I might be wrong, but I don’t think a fellow who works at a gas station in the Midwest whose wife works as a nurse and commutes 27 miles a day and complains more about the cost of gas than the cost of dance lessons regards Obama as One of Us. They may like his views on this issue or that, and they may well vote for him in the name of Change or a serious belief in Obama’s positions, but if you grew up in a community that was already pretty well organized on its own, you might look at a Harvard grad “community organizer” who had the time and luxury to write an autobiography before he was 50 as something other than One of Us in the "second-shift / Costco" sense. You want to be one of us, come down here and do something that requires five minutes of Gojo scrubbing come five PM.

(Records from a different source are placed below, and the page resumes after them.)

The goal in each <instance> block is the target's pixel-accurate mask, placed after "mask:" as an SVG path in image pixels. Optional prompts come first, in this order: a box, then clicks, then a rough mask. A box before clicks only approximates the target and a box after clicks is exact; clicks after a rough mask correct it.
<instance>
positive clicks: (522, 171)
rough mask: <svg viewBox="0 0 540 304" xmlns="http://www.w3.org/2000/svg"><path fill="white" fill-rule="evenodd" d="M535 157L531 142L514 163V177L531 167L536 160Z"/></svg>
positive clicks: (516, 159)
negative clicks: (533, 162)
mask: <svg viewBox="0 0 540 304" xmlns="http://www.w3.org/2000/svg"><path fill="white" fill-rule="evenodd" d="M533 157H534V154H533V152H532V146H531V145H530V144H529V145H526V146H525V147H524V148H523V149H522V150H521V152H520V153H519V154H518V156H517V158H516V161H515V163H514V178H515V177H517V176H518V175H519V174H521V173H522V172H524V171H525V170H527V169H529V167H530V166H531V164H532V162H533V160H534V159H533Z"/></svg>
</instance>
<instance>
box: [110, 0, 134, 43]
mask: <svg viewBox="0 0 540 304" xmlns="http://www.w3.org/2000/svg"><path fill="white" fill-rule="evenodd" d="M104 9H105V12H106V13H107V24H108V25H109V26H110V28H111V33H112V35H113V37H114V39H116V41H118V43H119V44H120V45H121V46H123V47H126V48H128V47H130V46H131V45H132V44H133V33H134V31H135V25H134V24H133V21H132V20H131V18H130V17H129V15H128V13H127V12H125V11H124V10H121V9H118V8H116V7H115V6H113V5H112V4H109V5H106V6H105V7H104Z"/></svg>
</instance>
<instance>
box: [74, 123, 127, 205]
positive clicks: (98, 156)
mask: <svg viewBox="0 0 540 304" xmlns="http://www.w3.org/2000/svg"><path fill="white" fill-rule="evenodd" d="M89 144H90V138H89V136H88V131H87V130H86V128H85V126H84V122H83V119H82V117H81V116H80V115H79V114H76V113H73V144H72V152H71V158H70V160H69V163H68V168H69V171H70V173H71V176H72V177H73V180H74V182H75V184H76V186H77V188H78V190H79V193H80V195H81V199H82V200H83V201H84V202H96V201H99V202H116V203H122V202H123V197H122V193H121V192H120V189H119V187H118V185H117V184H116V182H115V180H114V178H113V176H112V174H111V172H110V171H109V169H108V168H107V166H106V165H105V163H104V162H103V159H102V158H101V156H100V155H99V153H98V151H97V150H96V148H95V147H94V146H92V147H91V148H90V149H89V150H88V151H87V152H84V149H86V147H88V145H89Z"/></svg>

Keillor concludes that Obama is “much more One of Us” than the Current Occupant -  although I suspect that if Obama was deeply religious and a reformed alcoholic this would be a sign of his ability to understand how human nature can be both transcendent and imperfect. Obama’s National Guard service would also be terribly illustrative, and old photos of the fellow in a flight suit would be regarded as proof of an essential, indelible, illustrative bond with the men and women who serve today. (In the absence of such photos, or the service that would have produced such photos, such experience is irrelevant.) Keillor ends by noting that Obama is more One of Us than Rush Limbaugh, whose Florida home has cherubs painted on the ceiling – “just like Versailles” – and has a life-sized portrait of himself on the premises.

 

True that may be, but I suspect Mr. Limbaugh paid for the portrait himself. And Mr. Limbaugh works in the private sector, which is where Most of Us work.  The city of S., Paul helped pay for the renovation of the Fitzgerald Theater, the lovely palace from which Mr. Keillor broadcasts. I imagine there will be a portrait of the theater’s most famous resident some day, and if the St. Paul city council decides to use tax money to pay for it, who could complain? He’s one of us. And if people can’t afford to drive downtown for the unveiling ceremony because gas is 10 dollars a gallon? Well, their children should have figured that out.

If they didn’t, they must be cheese merchants.